LinkedIn has a vast quantity of data. While much of the data is structured—graph nodes and edges, normalized fields in database records—a great deal of it is simply natural language text. Attaching structure and meaning to this text is essential to LinkedIn’s overall mission of connecting its members to opportunity.
The NLP team provides natural language processing (NLP) tools, analyses and features for use throughout the entire company. We analyze text in English and many other languages, covering more than 95 percent of people on the planet.
Our vision is to use natural language understanding to help corroborate and complete the Economic Graph. We want to find entities, relations and economic events that correlate with and complement LinkedIn's understanding of the world's economy, so that we as a company can help every person and organization everywhere reach their fullest potential.
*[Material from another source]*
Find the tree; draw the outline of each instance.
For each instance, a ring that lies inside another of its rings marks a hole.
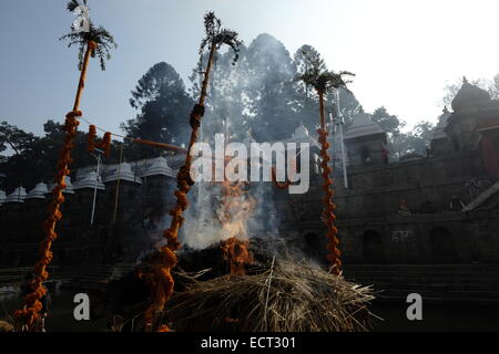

For us, an entity is a person, an organization, a location or one of the other types of entities that LinkedIn cares about, such as a title or a skill.
Our mission is to take unstructured text, analyze it along with information from our structured and semi-structured sources and produce useful structured representations for all of LinkedIn's current and future product areas. These areas comprise content (e.g., SlideShare, online courses, groups and discussions), jobs, feed, SEO, search and ads. Crucial to this mission is to provide structured analyses in all the primary or secondary languages of all of LinkedIn’s members worldwide.
Our main projects are:
- BaseNLP: This is our multilingual NLP processing pipeline that provides all the analyses of a full-blown information extraction engine, tailored to the type of text LinkedIn needs to analyze. The processing steps include language identification, sentence breaking, tokenization/segmentation, stemming/lemmatization, part-of-speech tagging and entity mention detection, and will soon include syntactic parsing, coreference and entity resolution and relation/event extraction.
- PolyglotMT: We have in-house machine translation (MT) models that can work in conjunction with out-of-the-box models to provide state-of-the-art automatic translation from one language to another. We are using MT to make more LinkedIn content available to more people on the planet, and to help spur the creation of more content in the languages of the world.
- Query understanding: We apply specialized versions of models developed for BaseNLP for query understanding. The structured representations we infer from query text allow our search platform to find more meaningful results, and to find them with more precision.
- Large-scale language modeling: A language model estimates the likelihood of any sequence of words, and is essential for many different NLP and related tasks, such as authorship detection, parsing, machine translation or speech recognition. We have an infrastructure capable of training models on web-scale data, i.e., billions of documents, and which can provide real-time probability estimates on sentences.